Enquanto Kaled corria por Dasdev, Dafne deixava seus pensamentos correrem por sua mente. Ela havia aprendido muita coisa naquele dia, mas todas essas coisas abriam duvidas maiores em sua mente. Sabia que iria voltar para a casa de She, também sabia que poderia aprender muito mais com ele do que Kaled permitiria estando por perto.
Assim que desceu dos ombros de Kaled, ele saiu correndo pelo mesmo lado de onde tinham vindo. Dafne não pode acreditar que ele se fora tão rápido, mas quando viu seu enorme corpo branco desaparecer na floresta, soube que não o veria por muito tempo.
Não sabia dizer por quanto tempo ficou parada onde Kaled a havia deixado, só sabia que o sol já tinha sumido há algum tempo. O aroma conhecido da sopa de She tinha invadido o quintal e alguns minutos depois Dafne pode ouvir a cadeira de balanço ranger atrás dela, mesmo assim ficou olhando pras sombras das árvores de cercavam a casa. Olhando o lugar por onde seu único ponto seguro daquela loucura havia sumido, engolido pelo terror que era Dasdev.
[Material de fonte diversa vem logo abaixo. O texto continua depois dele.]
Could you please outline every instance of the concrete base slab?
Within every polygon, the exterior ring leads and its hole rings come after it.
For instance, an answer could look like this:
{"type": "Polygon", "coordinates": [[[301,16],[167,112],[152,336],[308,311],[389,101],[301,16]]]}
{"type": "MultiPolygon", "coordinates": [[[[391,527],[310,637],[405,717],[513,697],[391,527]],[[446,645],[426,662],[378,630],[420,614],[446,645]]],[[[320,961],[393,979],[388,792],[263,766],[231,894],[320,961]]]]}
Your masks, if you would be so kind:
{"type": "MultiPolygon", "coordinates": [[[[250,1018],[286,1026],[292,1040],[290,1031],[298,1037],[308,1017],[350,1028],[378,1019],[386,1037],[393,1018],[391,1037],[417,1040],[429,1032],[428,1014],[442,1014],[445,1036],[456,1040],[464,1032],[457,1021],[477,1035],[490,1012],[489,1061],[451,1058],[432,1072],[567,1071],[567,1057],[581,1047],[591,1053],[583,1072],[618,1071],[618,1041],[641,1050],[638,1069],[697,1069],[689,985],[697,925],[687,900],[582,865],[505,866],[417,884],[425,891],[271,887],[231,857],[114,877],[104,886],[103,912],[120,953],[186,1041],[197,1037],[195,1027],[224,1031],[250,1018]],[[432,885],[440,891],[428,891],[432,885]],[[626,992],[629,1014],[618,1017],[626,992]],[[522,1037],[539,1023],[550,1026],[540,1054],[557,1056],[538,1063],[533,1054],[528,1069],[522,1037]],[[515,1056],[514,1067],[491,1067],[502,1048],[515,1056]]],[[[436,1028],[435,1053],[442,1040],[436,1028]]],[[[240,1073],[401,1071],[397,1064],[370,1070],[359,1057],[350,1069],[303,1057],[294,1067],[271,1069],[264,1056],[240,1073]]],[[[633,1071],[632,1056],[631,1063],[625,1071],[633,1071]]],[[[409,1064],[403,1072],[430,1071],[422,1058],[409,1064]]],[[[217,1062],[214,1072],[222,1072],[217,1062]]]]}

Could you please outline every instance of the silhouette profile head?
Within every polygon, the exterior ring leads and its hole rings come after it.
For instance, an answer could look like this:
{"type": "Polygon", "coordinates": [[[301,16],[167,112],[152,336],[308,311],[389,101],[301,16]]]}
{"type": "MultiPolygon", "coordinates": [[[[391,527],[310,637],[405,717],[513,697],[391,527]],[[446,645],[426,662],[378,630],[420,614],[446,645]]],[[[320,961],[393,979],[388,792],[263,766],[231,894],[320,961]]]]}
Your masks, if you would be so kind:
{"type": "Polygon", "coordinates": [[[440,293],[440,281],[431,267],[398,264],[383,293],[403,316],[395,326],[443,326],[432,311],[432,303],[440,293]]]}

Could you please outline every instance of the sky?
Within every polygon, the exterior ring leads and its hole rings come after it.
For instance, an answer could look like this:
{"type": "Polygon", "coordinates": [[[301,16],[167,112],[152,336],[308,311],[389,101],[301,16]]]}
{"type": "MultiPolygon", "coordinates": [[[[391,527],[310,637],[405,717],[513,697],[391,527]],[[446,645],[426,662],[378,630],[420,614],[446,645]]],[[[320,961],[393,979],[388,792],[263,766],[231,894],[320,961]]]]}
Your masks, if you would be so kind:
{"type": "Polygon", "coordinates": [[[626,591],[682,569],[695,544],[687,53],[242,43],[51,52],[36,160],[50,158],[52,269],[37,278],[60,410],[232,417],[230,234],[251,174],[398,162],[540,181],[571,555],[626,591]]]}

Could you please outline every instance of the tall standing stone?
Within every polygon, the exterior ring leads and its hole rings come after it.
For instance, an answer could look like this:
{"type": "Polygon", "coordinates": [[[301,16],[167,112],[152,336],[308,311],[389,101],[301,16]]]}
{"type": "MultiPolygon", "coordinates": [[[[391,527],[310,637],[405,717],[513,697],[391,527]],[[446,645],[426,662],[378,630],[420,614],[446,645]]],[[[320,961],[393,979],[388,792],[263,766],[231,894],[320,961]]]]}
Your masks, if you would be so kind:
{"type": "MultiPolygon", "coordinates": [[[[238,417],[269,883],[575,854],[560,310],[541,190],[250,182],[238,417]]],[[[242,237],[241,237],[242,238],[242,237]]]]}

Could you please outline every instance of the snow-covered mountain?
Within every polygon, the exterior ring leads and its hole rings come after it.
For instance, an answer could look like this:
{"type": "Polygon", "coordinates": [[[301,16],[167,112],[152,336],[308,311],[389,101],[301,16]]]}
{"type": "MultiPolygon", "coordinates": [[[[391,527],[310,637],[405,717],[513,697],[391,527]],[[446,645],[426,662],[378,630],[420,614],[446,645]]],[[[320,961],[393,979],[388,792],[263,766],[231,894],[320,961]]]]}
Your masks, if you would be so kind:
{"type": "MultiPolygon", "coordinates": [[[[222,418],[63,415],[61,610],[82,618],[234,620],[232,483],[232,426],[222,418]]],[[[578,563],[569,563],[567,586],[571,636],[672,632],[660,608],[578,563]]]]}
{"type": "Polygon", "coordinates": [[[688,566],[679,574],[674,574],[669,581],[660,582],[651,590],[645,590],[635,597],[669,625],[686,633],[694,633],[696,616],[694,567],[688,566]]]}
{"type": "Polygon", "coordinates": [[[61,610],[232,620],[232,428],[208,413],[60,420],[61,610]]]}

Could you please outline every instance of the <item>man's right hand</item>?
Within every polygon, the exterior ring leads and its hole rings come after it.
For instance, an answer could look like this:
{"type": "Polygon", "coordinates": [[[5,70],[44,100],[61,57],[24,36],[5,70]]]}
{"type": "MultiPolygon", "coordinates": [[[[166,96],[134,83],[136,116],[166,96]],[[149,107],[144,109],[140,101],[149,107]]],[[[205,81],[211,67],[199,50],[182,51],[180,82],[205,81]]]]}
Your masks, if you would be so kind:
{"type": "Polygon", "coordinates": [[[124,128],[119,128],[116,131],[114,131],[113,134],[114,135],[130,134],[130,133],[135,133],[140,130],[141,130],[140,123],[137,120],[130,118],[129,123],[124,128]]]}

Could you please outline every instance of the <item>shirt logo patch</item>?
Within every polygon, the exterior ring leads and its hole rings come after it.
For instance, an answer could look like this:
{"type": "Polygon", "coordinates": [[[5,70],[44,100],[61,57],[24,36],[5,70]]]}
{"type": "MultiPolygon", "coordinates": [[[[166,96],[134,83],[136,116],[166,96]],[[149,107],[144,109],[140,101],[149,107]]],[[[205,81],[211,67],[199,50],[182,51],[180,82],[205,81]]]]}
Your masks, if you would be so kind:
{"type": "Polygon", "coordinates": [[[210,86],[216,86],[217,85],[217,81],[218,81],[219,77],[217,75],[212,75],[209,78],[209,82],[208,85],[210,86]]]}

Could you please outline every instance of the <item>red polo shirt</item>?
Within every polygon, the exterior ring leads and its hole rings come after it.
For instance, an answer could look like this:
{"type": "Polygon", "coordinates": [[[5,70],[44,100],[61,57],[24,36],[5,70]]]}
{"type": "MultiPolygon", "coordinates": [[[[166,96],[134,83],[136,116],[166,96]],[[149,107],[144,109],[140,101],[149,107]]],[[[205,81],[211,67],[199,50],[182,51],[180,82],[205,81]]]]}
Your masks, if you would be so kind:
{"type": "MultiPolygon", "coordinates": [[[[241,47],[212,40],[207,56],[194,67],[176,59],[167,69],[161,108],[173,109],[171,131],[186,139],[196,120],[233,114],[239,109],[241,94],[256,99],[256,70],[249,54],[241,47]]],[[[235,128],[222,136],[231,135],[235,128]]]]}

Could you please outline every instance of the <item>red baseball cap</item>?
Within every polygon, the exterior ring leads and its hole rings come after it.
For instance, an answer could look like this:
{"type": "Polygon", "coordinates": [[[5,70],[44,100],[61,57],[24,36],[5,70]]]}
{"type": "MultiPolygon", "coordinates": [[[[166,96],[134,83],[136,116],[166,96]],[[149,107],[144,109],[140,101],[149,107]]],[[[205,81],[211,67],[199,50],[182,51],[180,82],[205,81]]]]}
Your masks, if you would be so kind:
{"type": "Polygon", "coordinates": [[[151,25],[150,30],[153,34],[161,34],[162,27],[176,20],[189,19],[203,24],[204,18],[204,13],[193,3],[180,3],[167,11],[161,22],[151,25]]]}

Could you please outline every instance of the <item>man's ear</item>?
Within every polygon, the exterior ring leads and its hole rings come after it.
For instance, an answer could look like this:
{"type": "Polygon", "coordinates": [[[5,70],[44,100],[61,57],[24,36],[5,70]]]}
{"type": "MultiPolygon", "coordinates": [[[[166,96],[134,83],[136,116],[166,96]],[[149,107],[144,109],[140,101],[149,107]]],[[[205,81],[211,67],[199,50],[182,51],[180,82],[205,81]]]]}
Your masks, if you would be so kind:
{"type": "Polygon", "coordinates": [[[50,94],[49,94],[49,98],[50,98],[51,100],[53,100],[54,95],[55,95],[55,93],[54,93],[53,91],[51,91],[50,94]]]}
Todos os contos que ouvira quando criança a impediram de sair correndo atrás dele, e esses mesmo contos incentivaram sua mente a funcionar e a lembrá-la que nunca o alcançaria correndo com suas próprias pernas.
Também não sentiu lágrimas rolarem por seu rosto, mas sabia que isso era só uma questão de tempo, talvez quando realmente entendesse que ele se fora elas brotariam de seus olhos.
A cadeira de balanço atrás de si mantinha o rangido constante e irritante, muitas vezes a desconcentrando dos seus pensamentos e colocando-a de volta na realidade estranha em que se encontrava sua vida.
Dafne se chocou a notar que sua vida nunca mais seria a mesma. Nunca mais voltaria a ser maltratada pelos irmãos, não ouviria as ordens de sua mãe, não iria de vez em quando a cidade ouvir contos e lendas, em suma, sua vida não seria mais normal. Mas ela continuaria a viver isolada de tudo, ainda mais do que antes. Viveria com She o resto de sua vida apenas esperando Kaled voltar e dizer que a guerra tinha acabado? “Um protetor se vai com a guerra...” As palavras de Kaled foram um eco em sua mente, um arrepio passou por seu corpo ao pensar na possibilidade de ele não voltar. Lembrou da imagem na porta do corredor da cozinha. Um protetor assim como Kaled entre dois exércitos.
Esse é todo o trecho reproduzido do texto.